Aus LOHAS Studien wissen wir natürlich recht genau, was diese anderen Dinge sein könnten. Schon vor einem Jahr kam Mathias Horx mit seinem Zukunft | Institut zu dem Ergebnis, dass moderne Manager aus dem LOHAS Umfeld altersunabhängig viel größeren Wert legen auf persönliche Lebensqualität, als auf Karriere und höhere Gehälter. Ich schrieb damals als Zusammenfassung dazu:

“Sehr reduziert geht es einfach darum, einen Paradigmenwechsel, also einen gesamtgesellschaftlichen Wertewandel zu vollziehen. So weichen Status und Prestigedenken dem Streben nach mehr Lebensqualität. Die soziale Differenzierung weicht dem individuellen Wohlergehen. Konkurrenzdenken löst das Streben nach innerem Wachstum ab. Aus der Massengesellschaft erwacht eine Gesellschaft der Individuen. Luxusgüter werden als Fetisch abgetan und ersetzt durch den Wunsch nach mehr Service- und Erlebnisqualität. Unterm Strich ist der generelle Antrieb nicht das Mehrverdienen, sondern das Bedürfnis nach mehr persönlicher Zeit und positiven Werten.”

Für den Schweizer Logotherapeuten und SinnCoach Zsolt Joanovits aus Basel, schrieb ich kürzlich das Text- und Designkonzept für seine neue Website. Aus seinen Basisunterlagen konnte ich zu dem Thema die bestätigende Hintergrundinformation gewinnen:

“Kann es sich ein Unternehmen auf Dauer leisten, mit Mitarbeitern zu arbeiten, die ihre Arbeit als nicht sinnvoll oder nicht wertvoll empfinden? Kann ein Selbstständiger erfolgreich sein, wenn er vergessen hat wofür? Wohl kaum. Sinn in der Arbeit ist nicht nur der stärkste Motivator, sondern auch Grundlage für betriebswirtschaftlichen Erfolg und die psychosoziale Gesundheit.”

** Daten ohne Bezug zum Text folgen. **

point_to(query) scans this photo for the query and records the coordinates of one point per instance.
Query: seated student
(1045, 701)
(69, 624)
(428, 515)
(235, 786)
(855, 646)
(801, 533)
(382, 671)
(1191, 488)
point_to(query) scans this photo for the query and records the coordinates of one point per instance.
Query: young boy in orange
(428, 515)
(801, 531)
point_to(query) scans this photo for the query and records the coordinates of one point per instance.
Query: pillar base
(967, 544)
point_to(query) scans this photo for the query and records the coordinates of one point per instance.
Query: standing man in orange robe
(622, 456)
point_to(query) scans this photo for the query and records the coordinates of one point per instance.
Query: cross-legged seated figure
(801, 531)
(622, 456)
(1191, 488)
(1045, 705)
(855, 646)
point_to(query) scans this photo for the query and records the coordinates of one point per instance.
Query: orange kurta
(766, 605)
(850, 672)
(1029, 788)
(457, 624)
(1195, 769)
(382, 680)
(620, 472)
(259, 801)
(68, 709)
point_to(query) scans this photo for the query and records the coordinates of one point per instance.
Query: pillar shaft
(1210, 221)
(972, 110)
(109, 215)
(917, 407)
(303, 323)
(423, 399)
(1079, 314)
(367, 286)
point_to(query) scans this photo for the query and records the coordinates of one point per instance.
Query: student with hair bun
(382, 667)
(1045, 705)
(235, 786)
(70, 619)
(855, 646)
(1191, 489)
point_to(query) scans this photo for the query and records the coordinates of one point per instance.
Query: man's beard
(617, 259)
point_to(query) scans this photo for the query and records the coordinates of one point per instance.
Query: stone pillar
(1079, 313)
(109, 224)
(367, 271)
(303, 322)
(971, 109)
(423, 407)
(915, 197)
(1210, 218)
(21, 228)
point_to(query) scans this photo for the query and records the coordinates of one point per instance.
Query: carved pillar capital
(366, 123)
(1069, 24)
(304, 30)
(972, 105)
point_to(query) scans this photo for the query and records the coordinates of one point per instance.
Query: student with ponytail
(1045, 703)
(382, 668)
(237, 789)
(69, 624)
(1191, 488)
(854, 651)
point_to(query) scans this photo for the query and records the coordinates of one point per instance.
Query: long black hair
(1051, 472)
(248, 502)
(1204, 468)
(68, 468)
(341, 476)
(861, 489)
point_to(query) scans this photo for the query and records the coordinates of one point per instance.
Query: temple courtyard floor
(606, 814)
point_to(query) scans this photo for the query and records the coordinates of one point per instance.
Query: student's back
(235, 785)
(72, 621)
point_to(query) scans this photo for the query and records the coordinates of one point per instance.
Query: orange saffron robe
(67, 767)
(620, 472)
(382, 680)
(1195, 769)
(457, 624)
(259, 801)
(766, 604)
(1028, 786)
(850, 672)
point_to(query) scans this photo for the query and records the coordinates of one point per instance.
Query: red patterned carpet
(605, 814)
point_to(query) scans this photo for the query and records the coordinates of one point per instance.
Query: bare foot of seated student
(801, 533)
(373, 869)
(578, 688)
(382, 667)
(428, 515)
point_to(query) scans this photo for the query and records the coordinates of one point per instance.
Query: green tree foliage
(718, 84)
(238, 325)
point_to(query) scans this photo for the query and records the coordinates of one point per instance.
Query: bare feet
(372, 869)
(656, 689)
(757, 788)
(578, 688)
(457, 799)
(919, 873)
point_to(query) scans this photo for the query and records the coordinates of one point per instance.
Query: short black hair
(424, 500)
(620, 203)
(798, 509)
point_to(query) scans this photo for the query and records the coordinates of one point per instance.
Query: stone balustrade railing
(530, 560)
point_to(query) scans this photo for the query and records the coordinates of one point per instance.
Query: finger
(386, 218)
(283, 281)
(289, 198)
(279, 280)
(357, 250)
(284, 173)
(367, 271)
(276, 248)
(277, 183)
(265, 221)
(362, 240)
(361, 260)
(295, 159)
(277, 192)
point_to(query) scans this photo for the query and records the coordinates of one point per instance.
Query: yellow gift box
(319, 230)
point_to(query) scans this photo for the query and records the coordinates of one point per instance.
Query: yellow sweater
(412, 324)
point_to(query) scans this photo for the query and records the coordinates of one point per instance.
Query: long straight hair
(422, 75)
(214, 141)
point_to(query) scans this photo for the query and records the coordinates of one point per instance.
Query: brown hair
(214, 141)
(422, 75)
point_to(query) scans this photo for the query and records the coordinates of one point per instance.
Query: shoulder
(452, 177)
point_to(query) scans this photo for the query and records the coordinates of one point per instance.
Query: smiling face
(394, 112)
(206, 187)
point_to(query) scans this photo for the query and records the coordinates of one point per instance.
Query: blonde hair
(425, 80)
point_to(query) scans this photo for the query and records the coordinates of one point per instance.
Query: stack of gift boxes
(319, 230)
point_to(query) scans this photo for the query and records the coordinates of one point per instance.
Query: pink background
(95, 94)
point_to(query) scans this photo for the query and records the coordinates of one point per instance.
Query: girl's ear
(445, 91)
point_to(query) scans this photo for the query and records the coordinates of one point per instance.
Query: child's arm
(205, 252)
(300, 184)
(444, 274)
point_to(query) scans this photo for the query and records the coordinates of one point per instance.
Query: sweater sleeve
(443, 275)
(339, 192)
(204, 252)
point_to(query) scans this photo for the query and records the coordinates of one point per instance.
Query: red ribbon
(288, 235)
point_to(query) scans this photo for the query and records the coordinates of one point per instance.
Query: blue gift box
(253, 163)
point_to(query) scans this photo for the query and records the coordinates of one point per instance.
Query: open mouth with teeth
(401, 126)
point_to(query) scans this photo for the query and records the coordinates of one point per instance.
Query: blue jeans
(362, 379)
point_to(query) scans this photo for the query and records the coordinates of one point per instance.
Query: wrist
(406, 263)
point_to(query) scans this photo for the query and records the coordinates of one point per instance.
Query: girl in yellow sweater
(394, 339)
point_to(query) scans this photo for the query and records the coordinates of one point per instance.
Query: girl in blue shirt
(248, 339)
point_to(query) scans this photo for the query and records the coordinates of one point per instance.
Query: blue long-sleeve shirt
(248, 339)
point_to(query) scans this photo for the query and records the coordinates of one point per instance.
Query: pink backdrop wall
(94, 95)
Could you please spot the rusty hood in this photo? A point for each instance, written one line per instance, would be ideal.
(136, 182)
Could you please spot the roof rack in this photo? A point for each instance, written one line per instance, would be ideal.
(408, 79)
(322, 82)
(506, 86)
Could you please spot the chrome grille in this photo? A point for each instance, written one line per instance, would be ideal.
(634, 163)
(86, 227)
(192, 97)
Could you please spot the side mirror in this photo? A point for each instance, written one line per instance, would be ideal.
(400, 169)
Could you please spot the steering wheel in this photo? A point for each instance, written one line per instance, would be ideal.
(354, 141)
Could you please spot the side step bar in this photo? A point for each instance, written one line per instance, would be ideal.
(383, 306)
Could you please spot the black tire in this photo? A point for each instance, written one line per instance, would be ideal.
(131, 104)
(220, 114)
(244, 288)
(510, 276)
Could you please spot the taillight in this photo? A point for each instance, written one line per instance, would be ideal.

Es könnte alles so einfach sein, wenn das zeitgeistige Wissen in die Köpfe und Herzen der Menschen endlich vollständig eingezogen wäre, die in diesem Lande etwas zu sagen haben.

Wertschätzung und Liebe, Sinnorientierung und Motivation durch humanistische Werte, sind keine Begriffe der Sozialromantik, sondern tatsächlich lebbar und würden uns Deutschen sicher wieder das Lächeln in die grauen Gesichter bringen. Obama machts vor!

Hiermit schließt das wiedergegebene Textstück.